Every employer wants to provide honest, constructive feedback that inspires a team member to improve performance and maintain a positive attitude. Delivering those kinds of assessments—the ones that lift people up versus deflating them—is more of an art than a science, but it’s critical to ensure career satisfaction, create a healthy work environment, and boost your business.   

Instead of focusing on what employees do wrong, and what you don’t want, think of feedback as an opportunity to help your team build self-awareness around what they did well and what they can do better — in other words, help them visualize and plan for their ideal future.

A culture of improvement requires a culture of recognition, says Gordon Tredgold, founder and CEO of Leadership Principles. Praise should be immediate, specific, authentic, and enthusiastic, he says. Negative feedback, which can impact someone’s self-esteem and sense of security, should always be delivered in private.

“Everyone wants to come to work to do a good job, very few people are just doing it for the money, and if we can find ways to recognize them to feed their self-esteem, it will encourage them to continue to do good work and to seek new opportunities for even more recognition,” writes Tredgold in Inc

Giving people instructions to accomplish a task has its place. But when you are pursuing larger goals, it’s important to realize you are also shaping the course of someone else’s career. Feedback shouldn’t be a matter of Do This or Don’t Do That. Instead, as an article in Harvard Business Review puts it, the question becomes, “How can we help each person thrive and excel?”

When feedback is approached from this angle, and from a position of authority and trust, it’s more likely to be welcomed and considered useful. Keep in mind that most people overestimate their abilities and underestimate their inadequacies (that’s known in psychology as the Dunning-Kruger Effect). 

Remember to check your emotions at the door, and provide neutral observations and concrete examples of positive behavior and performance that could be improved. Engage your team member as a partner and encourage them to share their ideas and concerns.     

Here are 3 more tips to get optimal results:

The Scorecard. Build a scorecard for the interview process and on-boarding procedure so everyone is on the same page. There should be no guesswork involved when it comes to understanding professional objectives and priorities.

Each scorecard should measure a hire’s performance in categories relevant to excel in the position such as operations, leadership, new business, etc. Then, throughout the year, keep specific notes in a performance tracker (Excel works), incorporating the scorecard which can be used at review time. 

“The individual scorecard defines the contribution of each position to the organization. It measures the added value to the realization of the vision,” says Riaz Khadem, author of “Total Alignment,” in Entrepreneur. “It provides a way of measuring and tracking progress on an ongoing basis and keeps the individual focused on important priorities.”

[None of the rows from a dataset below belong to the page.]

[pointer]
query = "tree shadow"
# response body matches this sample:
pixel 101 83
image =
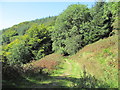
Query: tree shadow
pixel 19 81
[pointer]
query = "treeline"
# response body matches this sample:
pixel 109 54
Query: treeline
pixel 67 33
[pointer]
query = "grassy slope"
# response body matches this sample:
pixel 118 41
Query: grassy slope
pixel 101 59
pixel 98 59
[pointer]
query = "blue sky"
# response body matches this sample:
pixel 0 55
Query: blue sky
pixel 12 13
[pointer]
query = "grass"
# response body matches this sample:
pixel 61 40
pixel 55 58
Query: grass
pixel 94 66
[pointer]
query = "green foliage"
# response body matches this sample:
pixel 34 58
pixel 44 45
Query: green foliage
pixel 17 53
pixel 66 36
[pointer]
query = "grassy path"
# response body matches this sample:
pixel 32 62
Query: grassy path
pixel 65 76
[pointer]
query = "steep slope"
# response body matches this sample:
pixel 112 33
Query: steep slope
pixel 101 59
pixel 98 59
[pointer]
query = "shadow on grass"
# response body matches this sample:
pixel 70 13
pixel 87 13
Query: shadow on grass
pixel 38 81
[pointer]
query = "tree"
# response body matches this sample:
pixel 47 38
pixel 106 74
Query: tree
pixel 68 29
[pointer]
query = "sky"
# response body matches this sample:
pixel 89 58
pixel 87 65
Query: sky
pixel 12 13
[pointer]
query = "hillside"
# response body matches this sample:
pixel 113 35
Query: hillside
pixel 75 50
pixel 99 64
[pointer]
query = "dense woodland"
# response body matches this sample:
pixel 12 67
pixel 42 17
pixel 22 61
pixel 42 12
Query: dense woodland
pixel 66 34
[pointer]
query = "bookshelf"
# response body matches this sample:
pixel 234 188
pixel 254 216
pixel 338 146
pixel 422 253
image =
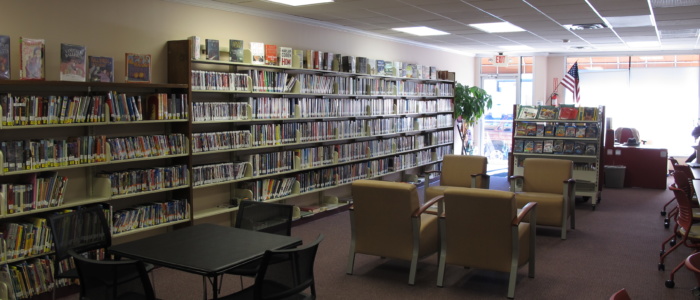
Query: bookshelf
pixel 577 138
pixel 303 134
pixel 58 157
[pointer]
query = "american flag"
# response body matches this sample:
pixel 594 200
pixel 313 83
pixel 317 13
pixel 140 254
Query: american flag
pixel 570 81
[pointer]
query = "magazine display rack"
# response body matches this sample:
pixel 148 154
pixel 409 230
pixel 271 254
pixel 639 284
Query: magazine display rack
pixel 564 132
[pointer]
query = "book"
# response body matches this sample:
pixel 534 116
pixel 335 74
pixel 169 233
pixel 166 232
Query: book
pixel 527 112
pixel 195 47
pixel 286 57
pixel 547 112
pixel 257 52
pixel 101 69
pixel 138 67
pixel 235 50
pixel 270 55
pixel 568 113
pixel 212 49
pixel 31 59
pixel 73 62
pixel 4 57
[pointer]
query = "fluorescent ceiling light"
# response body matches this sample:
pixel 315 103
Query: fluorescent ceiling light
pixel 300 2
pixel 629 21
pixel 643 44
pixel 420 30
pixel 516 47
pixel 497 27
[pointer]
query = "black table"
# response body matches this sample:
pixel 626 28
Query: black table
pixel 205 249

Self-Review. Before you can provide a review, however, you need to understand how an employee is likely to gauge his/her performance. Understanding someone’s level of self-awareness helps you anticipate their reactions and figure out where best to focus your time. That’s where a self-review comes in.

A self-evaluation form should include a list of 8 to 12 questions based on the employee’s scorecard and the company’s core values. Focus on what they have accomplished, and how they have impacted the organization. Also consider questions like, “What opportunities have you seen for the organization’s overall improvement, and how did you respond?”

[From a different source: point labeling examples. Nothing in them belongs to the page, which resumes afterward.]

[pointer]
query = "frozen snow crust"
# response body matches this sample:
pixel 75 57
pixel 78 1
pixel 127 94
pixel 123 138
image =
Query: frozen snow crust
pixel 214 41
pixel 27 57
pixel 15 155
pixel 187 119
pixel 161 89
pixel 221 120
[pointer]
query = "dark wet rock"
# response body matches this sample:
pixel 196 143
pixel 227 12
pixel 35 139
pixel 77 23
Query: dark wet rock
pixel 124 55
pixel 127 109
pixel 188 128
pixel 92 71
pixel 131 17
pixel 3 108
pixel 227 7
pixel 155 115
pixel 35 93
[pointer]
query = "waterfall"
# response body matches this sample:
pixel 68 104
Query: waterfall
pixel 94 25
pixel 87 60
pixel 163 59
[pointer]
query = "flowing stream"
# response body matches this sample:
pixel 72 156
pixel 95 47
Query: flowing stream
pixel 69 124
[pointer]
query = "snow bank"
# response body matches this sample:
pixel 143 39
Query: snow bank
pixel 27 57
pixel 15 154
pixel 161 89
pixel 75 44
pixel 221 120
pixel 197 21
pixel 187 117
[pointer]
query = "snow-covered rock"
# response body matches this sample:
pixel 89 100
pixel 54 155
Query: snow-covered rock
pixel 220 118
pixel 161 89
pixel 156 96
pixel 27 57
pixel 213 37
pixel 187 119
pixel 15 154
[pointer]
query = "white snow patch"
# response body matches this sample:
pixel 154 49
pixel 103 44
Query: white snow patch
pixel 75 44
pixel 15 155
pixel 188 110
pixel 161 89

Feedback. Always start with positive accomplishments and company successes. Discuss where the team member has grown professionally before moving into areas for improvement.

The best employees crave this portion of their review. They know it’s the only way they can get better and continue progressing in their career. It also shows them you’re a mentor they can learn from and this drives loyalty. 

The moment your employees stop learning, they become complacent and begin to look for more exciting challenges. For a productive and engaging review, try getting out of the office over coffee. Sometimes something as small as changing the environment makes it easier for two parties to open up and have a healthy dialogue about the future. 

What has been the most constructive feedback you’ve received?